Shang kwai is a special type of shang specially constructed for serving kwai, a combination of betel nut, leaf and lime as a gesture of Khasi hospitality.
The shang kwai is a prominent piece of household bamboo ware that always comes together with the dong tympew or bamboo cylindrical container that stores betel leaves, and another smaller (usually tin) lidded lime container.
- Pdung and Prah - grain processing and winnowing trays. Pdung is the indispensable circular and concave tray for processing grain, sorting rice, and drying of seeds and all sorts of farm produce. Every Khasi household has a pdung or two of some size or the other. The weaves of this contraption can be of fine or broad bamboo slivers. Thick, raised bamboo frames line the pdung's edges to prevent spillovers. Prah is a must-have winnowing tray post-harvest of paddy. It's rectangular in shape with a depressed end and a raised front. It's a most useful piece of equipment for winnowing paddy or separating grains from the husks.
In husking, the user holds the prah with both hands, tossing the contents up and down continuously. Lighter husks naturally get pushed to the raised front and float away with the wind. The sorted heavier grains remain at the prah's deep end.
In winnowing, the prah with paddy is raised to a height and shaken so the paddy drops freely to the ground. The wind plays its part, blowing away the husks.
The amazing prah comes in various sizes and has multiple uses.
Two Most Indispensable Iron Tools
Sustainable farming involves cutting of earth, clearing of trees and shrubbery which calls for appropriate and sturdy tools of metal. As the Khasis have already mastered the art of iron smelting, here's an account of two of their most important agricultural tools of iron, the mohkhiew and the wait.
- Mohkhiew - shouldered Hoe for cutting and lifting of earth. The design speciality of the Khasi mohkhiew lies in its unique triangular-shaped blade and acute alignment with the handle. The two lateral ends have sharpened and curved angular shoulders that help in precision slicing and pulverising. This feature is unseen elsewhere. The mohkhiew comes in usually three sizes: mohkhiew heh (big), mohkhiew rit (medium) and mohkhiew khun (baby) depending upon the earthwork to be done.
The big mohkhiew is the heavyweight tool used for slicing through heavy earth in paddy fields and lifting and turning great mounds of soil. Being heavyweight, it is mostly the men-folk who wield it.
Women use the medium and baby mohkhiew for digging and making holes for planting of seeds.

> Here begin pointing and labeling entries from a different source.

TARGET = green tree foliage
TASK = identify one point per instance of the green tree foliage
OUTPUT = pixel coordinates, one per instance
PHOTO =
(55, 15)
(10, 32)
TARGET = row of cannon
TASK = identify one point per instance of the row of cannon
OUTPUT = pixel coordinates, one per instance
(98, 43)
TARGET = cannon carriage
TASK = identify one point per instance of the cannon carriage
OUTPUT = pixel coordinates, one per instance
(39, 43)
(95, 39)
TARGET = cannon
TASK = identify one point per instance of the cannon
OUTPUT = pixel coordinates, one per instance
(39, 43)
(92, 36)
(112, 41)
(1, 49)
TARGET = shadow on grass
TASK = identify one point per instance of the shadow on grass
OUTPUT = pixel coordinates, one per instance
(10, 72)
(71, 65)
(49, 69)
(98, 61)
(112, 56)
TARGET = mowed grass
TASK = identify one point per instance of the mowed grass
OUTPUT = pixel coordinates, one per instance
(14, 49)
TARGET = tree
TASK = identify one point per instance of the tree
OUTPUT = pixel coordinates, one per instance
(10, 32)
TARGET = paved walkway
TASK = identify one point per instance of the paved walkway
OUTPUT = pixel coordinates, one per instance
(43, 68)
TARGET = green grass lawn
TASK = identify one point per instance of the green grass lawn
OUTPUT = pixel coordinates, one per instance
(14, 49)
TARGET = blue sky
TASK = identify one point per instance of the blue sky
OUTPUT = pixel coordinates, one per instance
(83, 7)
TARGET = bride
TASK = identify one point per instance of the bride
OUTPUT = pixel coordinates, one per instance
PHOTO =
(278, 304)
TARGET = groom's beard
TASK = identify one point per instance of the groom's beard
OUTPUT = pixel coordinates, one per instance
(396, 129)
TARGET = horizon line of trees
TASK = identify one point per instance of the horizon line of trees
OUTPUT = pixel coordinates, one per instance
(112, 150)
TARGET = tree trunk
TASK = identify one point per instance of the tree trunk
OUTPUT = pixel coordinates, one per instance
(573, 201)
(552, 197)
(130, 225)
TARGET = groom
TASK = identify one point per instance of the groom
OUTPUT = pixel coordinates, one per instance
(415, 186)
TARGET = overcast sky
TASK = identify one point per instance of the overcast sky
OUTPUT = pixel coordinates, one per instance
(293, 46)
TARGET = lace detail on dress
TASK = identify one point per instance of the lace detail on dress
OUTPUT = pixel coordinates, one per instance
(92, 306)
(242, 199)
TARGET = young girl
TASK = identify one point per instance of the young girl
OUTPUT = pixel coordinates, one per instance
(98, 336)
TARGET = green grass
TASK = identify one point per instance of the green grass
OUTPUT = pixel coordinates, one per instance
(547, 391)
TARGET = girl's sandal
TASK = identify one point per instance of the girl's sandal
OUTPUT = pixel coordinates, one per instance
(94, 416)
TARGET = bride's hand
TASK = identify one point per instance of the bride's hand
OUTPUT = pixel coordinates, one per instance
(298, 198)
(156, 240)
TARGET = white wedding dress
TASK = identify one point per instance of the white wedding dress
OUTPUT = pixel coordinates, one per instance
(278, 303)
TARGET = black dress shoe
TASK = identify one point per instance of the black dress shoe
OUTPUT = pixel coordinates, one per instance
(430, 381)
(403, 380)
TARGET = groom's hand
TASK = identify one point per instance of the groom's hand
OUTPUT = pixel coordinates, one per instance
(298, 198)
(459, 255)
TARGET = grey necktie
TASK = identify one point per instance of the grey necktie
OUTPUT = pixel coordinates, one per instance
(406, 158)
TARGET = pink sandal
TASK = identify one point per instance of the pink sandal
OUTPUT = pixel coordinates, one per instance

- Waitbnoh or Waitkhmut - bill-hooked dao or bush clearing knife. 'Wait' or dao has a bnoh or khmut, a hooked nose. It usually has a slightly curved shape that aids in chopping effectiveness. The blade length is usually about a foot and a half and the handle or 'sping' is about a foot long. Its hooked bill is where the enhanced utility comes in, allowing easy pulling down of branches and tufts, raking in twigs and leaves or just about anything.
Its utility is so multipurpose that not having it in the fields is a great handicap for the farmer. The first thing they do before leaving for the fields is to sharpen the waitbnoh. They even peel and cut their 'kwai' (betel nut) with it.
Great in Utility, Gentle on Nature
All the tools of the Khasis are eco-friendly and soft on nature. There's nothing of the harsh earth-compacting machinery and none of the eco-system destroying non-biodegradable equipment. They're the perfect tools for sustainable farming and sustainable living.
There's no dispute that there's need for equipment improvisation and modernisation, especially as the pressures of a burgeoning population clamouring for more food is on the upswing.
But, for the homesteader or small farmer or even the backyard and urban farmer, these tools would be more than viable.